RPG Maker VX for Absolute Beginners
Are you tired of constantly browsing the internet to find the information you need to create the RPG you really want? Look no further. This is the first in a series of articles which will cover everything there is to know about RPG Maker VX.
Introducing Rpg Maker VX
Making your own RPG with Enterbrain's RPG Maker VX can be a lot of fun but unfortunately it's not exactly user friendly and the support available is quite limited. This is why I have decided to write a series of articles explaining what you'll need to know in order to create the RPG of your dreams. Absolutely no prior knowledge is required to understand this article as I will explain how to do everything from the most basic things to the very advanced features.
If you still don't have your own copy, you may make your purchase at Enterbrain's official webpage here.
Creating your First Project
First of all, create a new project. The project will be your actual game.
In order to do this, click on File and then select New Project or quite simply press CTRL+N (hold down the CTRL and N key at the same time).
You will get the following window: Choose a folder name and a title for your game. Make sure to choose a location which will be easy to locate on your computer as I’ve had trouble in the past finding my own little projects.
Once you're done with that, you're now good to create your first actual map.
Creating your First Map
All of the mapping options should now be available to you. Look at the bottom left corner of your screen:
This is where all of your different maps will be listed. For now, we’ll just stick to one map but we’ll add some more in the future.

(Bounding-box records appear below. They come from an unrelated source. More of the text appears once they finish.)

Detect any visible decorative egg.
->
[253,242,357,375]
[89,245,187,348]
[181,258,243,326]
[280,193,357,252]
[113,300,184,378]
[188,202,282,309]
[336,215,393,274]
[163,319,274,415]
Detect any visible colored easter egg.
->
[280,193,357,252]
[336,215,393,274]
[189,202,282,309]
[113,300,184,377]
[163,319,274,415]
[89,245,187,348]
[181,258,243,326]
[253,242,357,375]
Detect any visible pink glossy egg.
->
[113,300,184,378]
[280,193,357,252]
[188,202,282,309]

Now look at the top left corner of your screen. This is where you have all of your available tilesets. The tilesets will be used to create your maps. Browse through the letters from A to E to get a better idea of what is available to you.

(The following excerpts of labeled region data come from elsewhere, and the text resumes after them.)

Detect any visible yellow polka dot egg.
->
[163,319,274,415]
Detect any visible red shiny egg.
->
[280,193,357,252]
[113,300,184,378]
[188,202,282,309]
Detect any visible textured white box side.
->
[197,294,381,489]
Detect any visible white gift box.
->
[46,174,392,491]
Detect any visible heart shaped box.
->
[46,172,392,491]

You might notice that the letter E doesn’t have any tiles. This is because the Tileset E is used for importing your own custom tiles. We’ll get back to that later.

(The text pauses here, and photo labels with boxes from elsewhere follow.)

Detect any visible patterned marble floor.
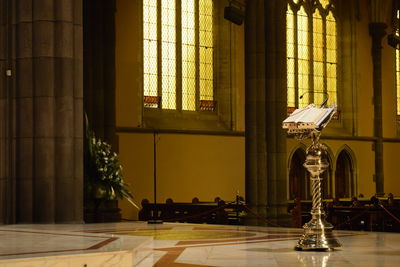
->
[0,222,400,267]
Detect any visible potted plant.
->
[84,116,133,222]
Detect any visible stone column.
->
[9,0,83,223]
[265,0,288,224]
[245,1,267,224]
[369,22,387,193]
[0,0,15,224]
[368,0,393,193]
[245,0,287,226]
[83,0,118,150]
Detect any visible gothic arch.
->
[334,145,357,198]
[321,143,334,199]
[288,147,311,200]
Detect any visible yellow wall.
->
[119,133,244,219]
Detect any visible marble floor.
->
[0,222,400,267]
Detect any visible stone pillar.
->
[83,0,118,150]
[369,22,387,193]
[245,0,287,226]
[1,0,83,223]
[0,0,15,224]
[245,1,267,224]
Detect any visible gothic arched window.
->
[286,0,338,112]
[289,148,311,200]
[335,150,355,198]
[143,0,215,111]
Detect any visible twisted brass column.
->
[295,130,341,250]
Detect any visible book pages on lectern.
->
[282,104,336,130]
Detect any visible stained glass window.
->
[396,10,400,121]
[143,0,215,111]
[286,0,338,112]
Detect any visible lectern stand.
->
[283,104,341,251]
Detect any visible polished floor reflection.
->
[0,222,400,267]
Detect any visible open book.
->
[282,104,335,129]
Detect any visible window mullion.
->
[293,10,300,107]
[175,0,182,111]
[194,1,200,111]
[306,8,315,104]
[157,0,163,109]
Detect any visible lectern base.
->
[294,219,341,251]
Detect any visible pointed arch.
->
[335,145,357,198]
[321,143,334,199]
[288,147,311,200]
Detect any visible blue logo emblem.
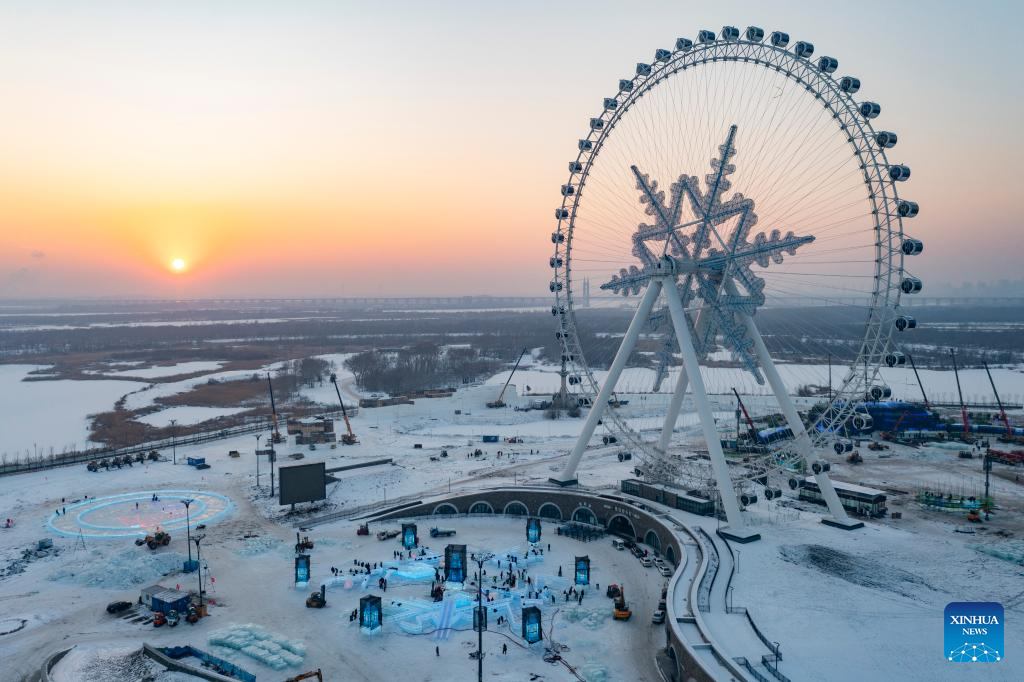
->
[943,601,1005,663]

Now, choose the Tileset A and select the grassy patch (the third one down from the top left corner) and scroll your mouse over to the main mapping window. Hold down the left button and try to map a small island. You should end up getting something which looks more or less like the map right below.
Note that there are four different ways to put down your tiles. Make sure to experiment with each one of them as each method has its own advantages. Now, look at the window at the very top. Clicking on the pencil (A) (the one which is already selected) will allow you to place tiles one by one.
Clicking on the square (B) will allow you to create rectangle shaped areas by using the tile you currently have selected. Hold down the left button of your mouse and scroll around the map. You can choose whatever size you prefer.
Clicking on the circle (C) has the same effect as clicking on the square but this time around the pattern will be in the shape of the circle.
Clicking on the bucket (D) will allow you to fill a whole area with your selected tile.
You’ve now finished your first island! It looks pretty bland though. In my next tutorial, I will explain how to put in some details to make your maps a lot more interesting.